Au centre de la scène, Di est installée sur une chaise au centre de carrés imbriqués les uns dans les autres comme dans une mise en abîme. Di vit dans le regard de six personnes et a peur du silence car dans le silence, tout cesse d’exister. Les mots sont la substance même du monde, ils créent le monde et les yeux les mangent.

Dans une langue poétique et forte, Di déroule devant nos yeux qui mangent ses mots le fil de son monde intérieur construit à partir de bribes de conversations réelles qu’elle reproduit en incarnant tour à tour tous les personnages: son frère, ses deux sœurs, son père, sa mère adoptive et le deuxième mari de celle-ci.

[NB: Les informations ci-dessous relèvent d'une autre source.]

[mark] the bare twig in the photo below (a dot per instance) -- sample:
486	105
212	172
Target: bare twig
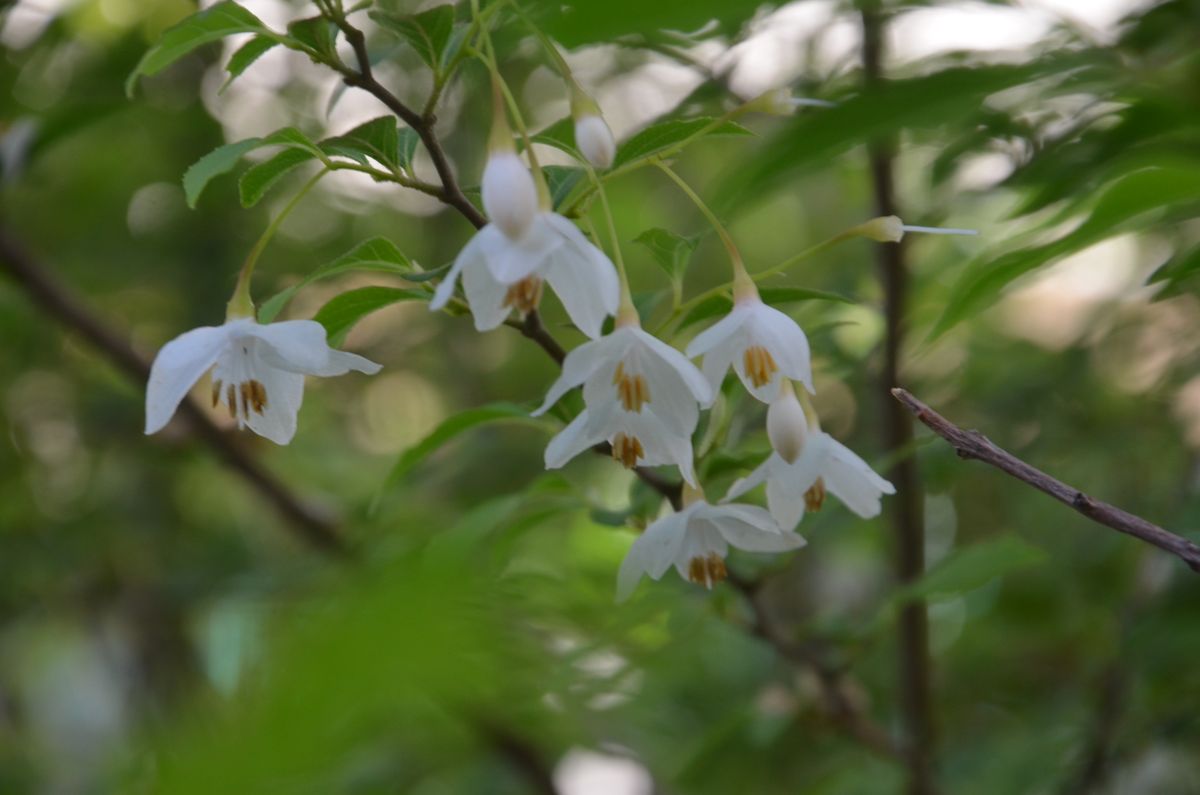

On découvre ainsi l’univers de Di: une famille francophone isolée quelque part au nord de l’Ontario, les oiseaux, les arbres, la grand-route, le souffle du vent. L’arrivée de Peggy Bellatus, la représentante d’une compagnie minière, bouleverse ce monde tranquille. Dans le cœur de Di, l’amour et la haine se disputent la première place.

En filigrane, se tissent les thèmes contemporains du désastre environnemental, du pouvoir de l’argent, de l’indifférence devant la beauté du monde qui s’éteint. Les machines meurtrières du père de Bellatus éventrent la terre aimée et saccagent la forêt. Comment aimer encore lorsque la colère étouffe les mots ?

Une voix face au bien et au mal. Une voix effrontée qui affronte la barbarie humaine. Une voix humaine qui résiste. Et l’amour aussi. – Michel Ouellette

Dans une interprétation puissante, avec beaucoup d’intensité et de vérité, Marie-Ève Fontaine prête sa voix aux mots de Michel Ouellette (auteur de pièces théâtre, romans, poésies et livres pour enfants) mis en scène par Joël Bellows (dir. artistique du Théâtre français de Toronto).

À la fois conte surréaliste et fable moderne, le dire de Di met en scène le combat tragique entre la poésie et la froide logique des chiffres. Les mots sont résistances, l’ultime résistance, le dernier refuge, lorsque l’espoir s’éteint. Car, à travers les mots, la beauté survivra à tout.